Re: First time poster... need advice on 'The Little Things You Do'...
I've been riding my bike without the ipod a bit lately and thinking a lot. And I hate to admit it, but the more I ponder my marriage the better opinon I have of my wife, and the lesser opinion I have of myself. And that's depressing. I'm not a drunk or abusive man (then again, sick as it might be, some people would at least find passion in that) but I've been fairly unavailabvle emotionally for a long time. Whether I'm glad, sad, or wanton, I haven't shared my feelings with my wife nearly as much as I should.
I did send her an e-mail at work today to let her know how I'm feeling. After really stepping outside myself and taking an honest assesment, I came to the conclusion that WE don't need marriage counseling as much as I need individual therapy.
Still; I want to thank you all for the advice encouragement. Draconis and Swedish, good ideas on immediate things to do. And GAsoccerman, thanks for sharing your own similar story.
My wife is like a butterfly... emerging from a cocoon... a decade of debilitating anxiety, depression, gynecological complications resulting in a hysterectomy, and morbid obesity, all finally cast off. She's feeling great about life again, and I'm wallowing in my own crap? Wining about how after 10 years of hell you feel better and now your going to leave me?!
Well your right GA. I've got to either get myself together and get with the program, or sit here and watch her go. She's lost 10 years... and she's not about to waste too much more time babysitting me. I've given her reason enough to complain about me for a while, and there's no doubt in my mind a few folks have suggensted she cut me loose and move on.
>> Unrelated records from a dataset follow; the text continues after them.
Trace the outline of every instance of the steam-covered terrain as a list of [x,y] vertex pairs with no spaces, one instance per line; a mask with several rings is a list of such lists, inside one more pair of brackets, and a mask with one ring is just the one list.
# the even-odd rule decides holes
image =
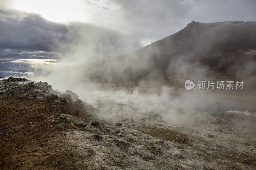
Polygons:
[[2,169],[255,168],[253,113],[196,111],[166,91],[109,89],[93,107],[46,82],[11,77],[0,87]]
[[255,169],[256,57],[256,22],[192,21],[131,54],[3,78],[0,167]]

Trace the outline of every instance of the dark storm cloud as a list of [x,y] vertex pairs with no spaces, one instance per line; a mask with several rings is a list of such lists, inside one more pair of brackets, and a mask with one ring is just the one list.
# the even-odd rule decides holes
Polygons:
[[[192,21],[256,20],[254,0],[106,1],[101,6],[102,1],[84,1],[104,11],[94,11],[92,24],[58,23],[38,14],[0,6],[0,59],[4,60],[0,60],[0,70],[37,72],[43,69],[35,65],[40,62],[24,59],[45,60],[44,66],[64,55],[68,56],[70,62],[78,58],[80,62],[90,56],[132,52],[175,33]],[[7,2],[0,0],[0,4]]]
[[78,46],[85,57],[120,55],[142,47],[131,37],[93,25],[59,24],[38,14],[1,9],[0,30],[0,76],[11,71],[38,73],[65,54],[72,55]]

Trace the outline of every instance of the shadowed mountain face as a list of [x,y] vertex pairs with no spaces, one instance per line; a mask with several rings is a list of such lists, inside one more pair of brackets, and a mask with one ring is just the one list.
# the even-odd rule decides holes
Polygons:
[[138,85],[153,80],[183,85],[192,78],[244,80],[256,77],[255,57],[256,22],[192,21],[140,50],[97,58],[81,64],[80,70],[86,73],[82,76],[100,83]]
[[140,50],[104,57],[87,68],[90,78],[101,83],[170,83],[187,75],[254,76],[255,57],[256,22],[192,21]]

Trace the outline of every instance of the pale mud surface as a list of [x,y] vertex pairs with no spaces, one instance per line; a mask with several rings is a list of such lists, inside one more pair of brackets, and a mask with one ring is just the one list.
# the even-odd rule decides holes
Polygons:
[[236,102],[102,89],[95,109],[64,113],[48,99],[60,93],[29,82],[0,81],[1,169],[256,169],[256,117],[226,112],[247,107]]

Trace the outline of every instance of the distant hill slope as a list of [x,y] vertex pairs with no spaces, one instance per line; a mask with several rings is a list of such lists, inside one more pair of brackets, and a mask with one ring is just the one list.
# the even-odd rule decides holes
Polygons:
[[256,22],[192,21],[132,53],[92,62],[85,71],[95,81],[114,84],[170,82],[173,75],[249,77],[256,75]]

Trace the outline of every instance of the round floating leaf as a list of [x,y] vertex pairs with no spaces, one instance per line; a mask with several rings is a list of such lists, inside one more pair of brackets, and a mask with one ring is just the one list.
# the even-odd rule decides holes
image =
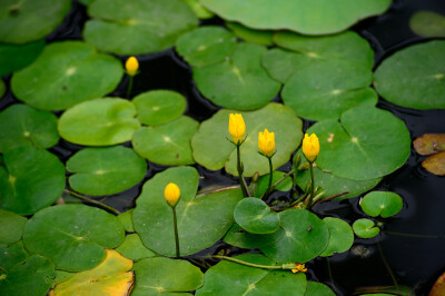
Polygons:
[[444,109],[444,40],[414,45],[382,62],[374,73],[374,86],[393,103],[414,109]]
[[141,181],[147,162],[130,148],[122,146],[86,148],[67,161],[72,172],[69,184],[78,193],[102,196],[113,195]]
[[43,48],[43,39],[22,46],[0,43],[0,76],[27,67],[36,60]]
[[22,146],[49,148],[59,140],[57,117],[16,103],[0,112],[0,151]]
[[63,164],[47,150],[20,147],[7,151],[0,166],[0,207],[31,215],[53,204],[65,188]]
[[19,241],[27,221],[27,218],[16,213],[0,209],[0,244]]
[[83,38],[102,51],[139,55],[162,51],[198,24],[180,0],[95,0]]
[[28,296],[47,295],[51,279],[56,277],[55,265],[39,255],[32,255],[17,264],[9,273],[0,269],[0,294]]
[[57,285],[50,295],[129,295],[135,280],[134,274],[129,272],[131,267],[131,260],[116,250],[107,249],[103,262]]
[[24,226],[23,243],[31,253],[50,258],[57,269],[82,272],[97,266],[103,248],[116,248],[125,238],[118,219],[83,205],[49,207]]
[[160,165],[192,165],[190,140],[199,124],[187,116],[162,126],[136,131],[132,147],[144,158]]
[[187,101],[182,95],[171,90],[151,90],[132,99],[138,119],[144,125],[164,125],[181,116]]
[[325,250],[329,230],[316,215],[305,209],[287,209],[280,213],[281,237],[273,245],[260,248],[275,262],[306,263]]
[[354,233],[362,238],[372,238],[380,233],[380,229],[375,226],[373,220],[358,219],[353,224]]
[[236,223],[253,234],[275,233],[279,227],[279,214],[259,198],[248,197],[241,199],[234,211]]
[[70,0],[1,1],[0,41],[26,43],[55,30],[71,9]]
[[190,66],[202,67],[226,60],[236,45],[231,32],[221,27],[205,26],[178,38],[176,50]]
[[402,210],[402,197],[389,191],[373,191],[367,194],[362,200],[360,206],[370,217],[387,218],[397,215]]
[[390,0],[200,0],[222,19],[255,29],[288,29],[304,34],[339,32],[367,17],[380,14]]
[[[191,147],[198,164],[212,170],[226,167],[229,174],[237,176],[236,147],[227,140],[230,138],[227,127],[231,112],[237,111],[222,109],[204,121],[191,139]],[[273,102],[259,110],[243,112],[243,117],[247,135],[240,149],[244,176],[251,177],[255,171],[259,175],[269,172],[267,158],[258,154],[258,132],[265,128],[275,132],[274,168],[286,164],[301,141],[301,120],[290,107]]]
[[194,68],[198,90],[211,102],[226,108],[256,109],[278,93],[280,85],[261,67],[266,48],[238,43],[230,59]]
[[98,53],[91,45],[63,41],[47,46],[31,66],[16,72],[11,87],[32,107],[65,110],[112,91],[121,77],[118,59]]
[[329,243],[320,256],[332,256],[334,253],[344,253],[353,246],[354,233],[349,224],[338,218],[326,217],[323,221],[329,229]]
[[317,165],[353,180],[383,177],[402,167],[411,152],[405,124],[388,111],[362,106],[344,112],[340,122],[312,126],[320,142]]
[[79,103],[67,110],[58,122],[59,134],[70,142],[109,146],[131,140],[140,128],[136,108],[128,100],[103,98]]
[[243,195],[231,189],[195,197],[199,176],[191,167],[169,168],[144,185],[132,218],[144,245],[157,254],[175,256],[174,216],[164,198],[164,189],[171,181],[180,189],[176,206],[180,255],[210,247],[233,225],[234,209]]
[[186,260],[164,257],[147,258],[135,264],[136,285],[131,295],[181,295],[202,286],[201,270]]
[[[244,254],[236,259],[273,266],[275,263],[260,254]],[[202,295],[305,295],[306,276],[290,270],[270,270],[222,260],[207,270]]]

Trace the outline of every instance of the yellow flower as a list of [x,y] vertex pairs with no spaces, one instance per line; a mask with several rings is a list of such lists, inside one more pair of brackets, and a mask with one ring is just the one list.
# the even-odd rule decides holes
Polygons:
[[269,132],[267,128],[265,131],[258,134],[258,149],[267,157],[271,157],[275,150],[275,134]]
[[166,197],[167,203],[171,207],[175,207],[180,197],[179,187],[174,182],[168,184],[164,190],[164,196]]
[[244,124],[243,116],[239,114],[231,114],[229,117],[229,134],[236,145],[240,144],[246,132],[246,125]]
[[315,134],[310,135],[310,137],[307,136],[307,134],[305,134],[305,138],[303,139],[301,150],[306,159],[309,162],[314,162],[314,160],[317,158],[319,154],[319,142]]
[[138,72],[139,62],[135,57],[129,57],[126,61],[126,70],[129,76],[135,76]]

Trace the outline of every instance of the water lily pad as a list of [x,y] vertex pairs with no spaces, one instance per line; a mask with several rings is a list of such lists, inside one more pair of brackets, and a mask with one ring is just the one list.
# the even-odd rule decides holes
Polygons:
[[186,110],[186,98],[171,90],[151,90],[132,99],[138,119],[144,125],[164,125],[181,116]]
[[9,75],[30,65],[44,48],[44,40],[26,45],[0,43],[0,76]]
[[65,110],[112,91],[122,77],[120,61],[80,41],[47,46],[37,60],[13,75],[20,100],[38,109]]
[[[414,109],[445,108],[445,41],[399,50],[377,68],[374,86],[386,100]],[[400,79],[403,76],[403,79]]]
[[78,273],[50,292],[51,296],[69,295],[129,295],[135,280],[129,272],[132,262],[112,249],[98,266]]
[[353,246],[354,233],[349,224],[338,219],[326,217],[323,221],[329,229],[329,243],[320,256],[332,256],[334,253],[344,253]]
[[[210,119],[204,121],[191,139],[195,160],[208,169],[221,169],[237,176],[236,147],[227,140],[230,138],[227,127],[229,115],[237,112],[222,109]],[[275,132],[276,154],[273,157],[275,168],[286,164],[290,154],[298,147],[303,138],[301,120],[295,116],[290,107],[280,103],[269,103],[266,107],[243,112],[246,122],[247,140],[241,146],[244,175],[251,177],[269,172],[267,158],[258,154],[258,132],[267,128]]]
[[32,292],[32,295],[43,296],[55,277],[55,265],[46,257],[32,255],[7,274],[0,269],[0,294],[28,296]]
[[190,140],[199,124],[187,116],[162,126],[144,127],[135,132],[132,147],[148,160],[160,165],[192,165]]
[[57,117],[49,111],[16,103],[0,112],[1,152],[32,145],[37,148],[49,148],[58,140]]
[[279,227],[279,214],[270,211],[266,203],[256,197],[241,199],[234,217],[239,226],[253,234],[270,234]]
[[27,218],[16,213],[0,209],[0,244],[19,241],[27,221]]
[[402,210],[403,200],[395,193],[373,191],[360,200],[360,206],[363,211],[370,217],[382,216],[382,218],[387,218]]
[[0,41],[26,43],[55,30],[71,9],[70,0],[2,1]]
[[261,67],[266,48],[238,43],[230,59],[194,69],[198,90],[211,102],[243,110],[265,106],[278,93],[280,85]]
[[380,233],[380,229],[375,226],[373,220],[362,218],[353,224],[354,233],[362,238],[372,238]]
[[202,286],[201,270],[186,260],[164,257],[147,258],[135,264],[136,285],[131,295],[189,295]]
[[140,55],[162,51],[198,19],[180,0],[95,0],[88,6],[83,38],[102,51]]
[[339,32],[367,17],[380,14],[390,0],[200,0],[222,19],[238,21],[255,29],[288,29],[304,34]]
[[[383,177],[402,167],[411,152],[405,124],[388,111],[362,106],[349,109],[337,120],[312,126],[320,142],[317,165],[334,175],[353,180]],[[352,165],[354,164],[354,166]]]
[[0,207],[31,215],[53,204],[65,188],[65,166],[47,150],[20,147],[7,151],[0,166]]
[[72,172],[69,184],[78,193],[102,196],[113,195],[141,181],[147,162],[132,149],[122,146],[86,148],[67,161]]
[[[236,259],[275,265],[260,254],[244,254]],[[222,260],[207,270],[204,286],[196,292],[202,295],[305,295],[306,276],[290,270],[270,270]]]
[[192,67],[210,66],[230,57],[236,37],[221,27],[205,26],[182,34],[176,50]]
[[329,240],[329,230],[316,215],[305,209],[287,209],[280,213],[281,224],[277,231],[281,237],[273,245],[260,248],[277,263],[306,263],[322,254]]
[[[55,206],[37,213],[24,226],[26,248],[50,258],[57,269],[82,272],[96,267],[125,238],[118,219],[83,205]],[[56,247],[57,246],[57,247]]]
[[234,209],[243,195],[231,189],[195,197],[199,176],[191,167],[169,168],[144,185],[132,218],[144,245],[160,255],[176,255],[174,217],[164,198],[164,189],[171,181],[181,195],[176,206],[180,255],[210,247],[234,223]]
[[128,141],[140,128],[136,108],[128,100],[103,98],[79,103],[58,122],[59,134],[70,142],[109,146]]

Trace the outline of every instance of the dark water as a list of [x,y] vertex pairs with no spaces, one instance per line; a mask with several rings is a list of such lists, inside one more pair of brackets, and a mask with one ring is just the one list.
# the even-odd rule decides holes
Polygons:
[[[382,17],[365,20],[354,27],[354,30],[365,37],[375,50],[376,66],[395,51],[424,39],[416,37],[408,27],[409,17],[417,10],[433,10],[445,14],[443,0],[400,0],[395,1],[390,10]],[[73,9],[58,30],[47,38],[48,42],[66,39],[81,39],[81,30],[88,19],[86,9],[73,3]],[[212,19],[205,23],[222,23]],[[118,57],[125,61],[126,57]],[[187,115],[202,121],[218,107],[202,99],[191,79],[191,70],[175,53],[174,50],[147,56],[138,56],[141,73],[135,77],[132,96],[152,89],[171,89],[181,92],[188,100]],[[403,73],[400,73],[403,75]],[[4,78],[9,82],[9,77]],[[110,96],[125,97],[127,80]],[[277,98],[279,99],[279,98]],[[9,91],[0,100],[0,109],[16,102]],[[412,138],[425,132],[445,132],[445,110],[418,111],[394,106],[379,100],[379,108],[392,111],[405,121]],[[305,121],[305,128],[312,122]],[[126,144],[127,146],[129,144]],[[66,161],[72,154],[81,149],[63,140],[50,150]],[[397,216],[383,220],[385,230],[417,235],[442,235],[445,237],[445,179],[426,172],[421,162],[425,157],[412,150],[407,162],[397,171],[385,177],[376,189],[392,190],[404,199],[404,209]],[[198,165],[195,166],[200,176],[201,188],[212,185],[231,185],[236,180],[224,171],[210,171]],[[285,166],[286,167],[286,166]],[[287,165],[288,167],[288,165]],[[146,180],[166,167],[149,164]],[[125,210],[132,207],[142,184],[120,195],[108,197],[103,203]],[[314,209],[317,214],[336,216],[353,223],[362,217],[358,198],[343,201],[332,201]],[[378,243],[382,253],[378,249]],[[211,249],[224,247],[218,243]],[[445,239],[418,238],[380,234],[373,239],[356,239],[354,248],[329,258],[330,270],[335,286],[330,283],[326,258],[317,258],[308,264],[309,279],[320,280],[338,294],[350,295],[357,287],[393,285],[392,277],[384,264],[395,274],[398,285],[416,287],[415,295],[427,295],[436,278],[445,273]]]

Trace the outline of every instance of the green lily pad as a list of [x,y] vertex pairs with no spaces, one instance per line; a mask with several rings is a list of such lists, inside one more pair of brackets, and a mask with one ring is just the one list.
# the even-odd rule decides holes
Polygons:
[[0,76],[21,70],[40,55],[44,48],[44,40],[26,45],[0,43]]
[[0,41],[22,45],[46,37],[62,23],[70,9],[70,0],[3,0]]
[[147,162],[122,146],[85,148],[67,161],[69,184],[78,193],[103,196],[125,191],[141,181]]
[[339,32],[357,21],[385,12],[390,0],[200,0],[219,17],[255,29],[288,29],[304,34]]
[[233,225],[234,209],[243,195],[239,189],[231,189],[195,197],[199,176],[191,167],[169,168],[144,185],[132,217],[144,245],[160,255],[176,255],[174,216],[164,198],[169,182],[180,189],[176,205],[180,255],[195,254],[214,245]]
[[164,257],[147,258],[135,264],[136,285],[131,295],[189,295],[202,286],[201,270],[186,260]]
[[44,296],[56,277],[55,265],[46,257],[32,255],[17,264],[8,274],[0,269],[0,294]]
[[171,90],[151,90],[132,99],[138,119],[144,125],[156,126],[167,124],[186,110],[186,98]]
[[362,218],[353,224],[354,233],[362,238],[372,238],[380,233],[380,229],[375,226],[373,220]]
[[80,41],[55,42],[29,67],[12,76],[18,99],[44,110],[65,110],[112,91],[122,77],[122,65]]
[[176,50],[192,67],[210,66],[230,57],[236,37],[221,27],[205,26],[182,34]]
[[271,211],[266,203],[256,197],[239,200],[234,218],[239,226],[253,234],[270,234],[279,227],[279,214]]
[[131,140],[135,151],[148,160],[168,166],[192,165],[190,140],[199,124],[187,116],[162,126],[144,127]]
[[280,213],[281,237],[273,245],[260,248],[277,263],[306,263],[322,254],[329,240],[327,225],[305,209],[287,209]]
[[[230,138],[227,127],[233,112],[237,111],[222,109],[204,121],[191,139],[191,147],[199,165],[211,170],[226,167],[226,171],[237,176],[236,147],[227,140]],[[290,107],[273,102],[259,110],[243,112],[243,117],[247,135],[240,148],[244,176],[251,177],[255,171],[259,175],[269,172],[267,158],[258,154],[258,132],[265,128],[275,132],[277,152],[271,158],[274,168],[286,164],[301,141],[301,120]]]
[[265,106],[278,93],[280,85],[261,67],[266,48],[238,43],[229,59],[194,68],[198,90],[211,102],[243,110]]
[[116,250],[122,254],[123,257],[129,258],[134,262],[139,262],[144,258],[157,256],[152,250],[144,246],[142,240],[140,240],[138,234],[126,236],[122,245],[120,245]]
[[0,207],[31,215],[53,204],[65,188],[65,166],[47,150],[20,147],[7,151],[0,166]]
[[332,217],[326,217],[323,221],[329,229],[329,243],[320,256],[327,257],[332,256],[334,253],[344,253],[353,246],[354,233],[349,224]]
[[[236,259],[273,266],[275,263],[260,254],[244,254]],[[305,295],[306,276],[290,270],[270,270],[222,260],[207,270],[202,295]]]
[[307,134],[319,139],[317,165],[353,180],[388,175],[402,167],[411,152],[405,124],[388,111],[367,106],[344,112],[340,122],[319,121]]
[[382,216],[387,218],[397,215],[403,207],[402,197],[389,191],[373,191],[367,194],[362,200],[360,206],[370,217]]
[[57,269],[82,272],[103,260],[103,248],[116,248],[125,238],[118,219],[83,205],[55,206],[37,213],[24,226],[26,248],[50,258]]
[[59,118],[59,134],[66,140],[88,146],[109,146],[131,140],[140,128],[130,101],[103,98],[79,103]]
[[101,51],[130,56],[175,45],[198,19],[180,0],[95,0],[88,6],[83,38]]
[[374,86],[382,97],[395,105],[444,109],[444,40],[411,46],[382,62],[374,73]]
[[59,141],[57,117],[16,103],[0,112],[0,151],[22,146],[50,148]]
[[19,241],[27,221],[27,218],[16,213],[0,209],[0,244]]

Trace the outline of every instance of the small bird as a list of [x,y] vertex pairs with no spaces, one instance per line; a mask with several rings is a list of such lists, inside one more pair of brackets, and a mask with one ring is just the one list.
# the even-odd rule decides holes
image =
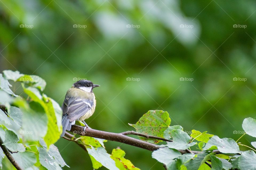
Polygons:
[[74,83],[67,91],[62,104],[63,131],[61,136],[64,136],[66,130],[70,130],[76,120],[84,124],[84,129],[89,127],[84,120],[90,117],[95,110],[96,100],[93,89],[99,86],[83,80]]

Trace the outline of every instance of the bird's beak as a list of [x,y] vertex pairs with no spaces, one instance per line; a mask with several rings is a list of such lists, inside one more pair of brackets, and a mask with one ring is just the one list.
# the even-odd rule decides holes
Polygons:
[[100,86],[99,85],[98,85],[98,84],[93,84],[93,88],[96,87],[98,87],[99,86]]

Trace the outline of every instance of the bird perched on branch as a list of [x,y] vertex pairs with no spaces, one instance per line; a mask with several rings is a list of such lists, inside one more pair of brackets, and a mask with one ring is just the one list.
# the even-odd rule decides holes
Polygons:
[[64,136],[66,130],[70,130],[76,120],[84,124],[85,129],[89,127],[84,120],[90,117],[95,110],[96,100],[93,89],[99,86],[83,80],[74,83],[67,91],[62,104],[63,131],[61,136]]

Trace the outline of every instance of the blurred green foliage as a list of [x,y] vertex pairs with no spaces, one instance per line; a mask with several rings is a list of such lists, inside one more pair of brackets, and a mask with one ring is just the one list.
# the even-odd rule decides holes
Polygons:
[[[87,121],[96,129],[131,130],[128,123],[158,109],[184,131],[238,138],[243,120],[255,117],[255,5],[252,0],[1,0],[0,72],[39,76],[47,83],[45,92],[60,105],[76,80],[100,85],[94,91],[95,113]],[[246,138],[241,141],[250,144]],[[75,144],[61,139],[56,144],[73,169],[92,169]],[[162,168],[149,151],[106,145],[109,153],[119,146],[141,169]]]

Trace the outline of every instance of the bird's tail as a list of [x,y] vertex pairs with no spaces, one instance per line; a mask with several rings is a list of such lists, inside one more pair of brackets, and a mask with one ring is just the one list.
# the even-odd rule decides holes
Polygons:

If I look at things logically, I couldn't blame her myself if she did exactly that. But she does love me and would like nothing more than to rediscover the funny, witty, musical biker dude she fell in love with in the first place. To that end, I'll keep working out and eating right. I'm just under 200 now, feeling better and liking what I see in the mirror - at least while I'm lifting, then you can't tell, LOL! I'm going for the annual physical next week. At 48, the last few years of lab work and vitals have been encouraging. I have no reason not to expect similar results this time. We have to be careful how we broach the subject of depression with our the primary care, but I'll be sure to ask for a referal for a therapist. A lot depends on it.
All the best everyone. DanO
Last edited by bluedano; 03-27-2008 at 05:56 PM.